I would have expected 5 (19 - 14 = 5). 
I checked to see if there were any duplicate names that could be throwing us off.
We can use sets which remove duplicates and also allow interesting operations like union, intersection, delta, etc.

In [7]:
assert len(ec2_amis) == len(set([x['Name'] for x in ec2_amis])) 
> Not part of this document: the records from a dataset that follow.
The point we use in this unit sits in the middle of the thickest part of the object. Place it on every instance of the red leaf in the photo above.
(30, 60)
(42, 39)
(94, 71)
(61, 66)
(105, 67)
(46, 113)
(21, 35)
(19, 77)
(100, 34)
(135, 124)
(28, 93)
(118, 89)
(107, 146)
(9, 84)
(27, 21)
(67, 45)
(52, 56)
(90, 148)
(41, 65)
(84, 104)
It doesn't appear so. Let's look at the names of the AMIs that Batch is actively using:

In [8]:
batch_used_names = [x['Name'] for x in ec2_amis if x['ImageId'] in batch_amis]
print(len(batch_used_names))
for x in batch_used_names:
    print(x)

8
GPU-enabled AMI for Batch 201808301031
aws-batch-image-with-sminot-refdbs-and-scratch-201809061525
GPU-enabled AMI for Batch 201809071234
GPU-enabled AMI for Batch 201808171141
GPU-enabled AMI for Batch 201712141141
GPU-enabled AMI for Batch 201807091006
ubuntu-deep-learning-ami-10.0-for-batch-201806291507
ubuntu-deep-learning-ami-10.0-for-batch-201806291829


Now I am really confused. I would have expected this list to have 14 elements, but it only has 8.
AHA. I remember now that in the early days of using Batch at the Hutch, some AMIs were created in the SciComp account and made public. So those would not show up in our calculations. Let's check if some of the Batch AMI IDs 
do not exist in our full list of AMIs.

In [9]:
ec2_ami_ids = set([x['ImageId'] for x in ec2_amis])
foreign_amis = set(set(batch_amis) - ec2_ami_ids)
print(len(foreign_amis))

3


OK, there are 3 AMIs that are not in our account. 8 + 3 is 11, which is what we ended up with. Let's filter those 3 out of our `unused` list:

In [10]:
unused = [x for x in unused if x['ImageId'] not in foreign_amis]
print(len(unused))

11


It looks like there were no "foreign" AMIs among the `unused` list. Hmm. Still not sure why we have an unexpected number of items in `unused`. Will come back to this later.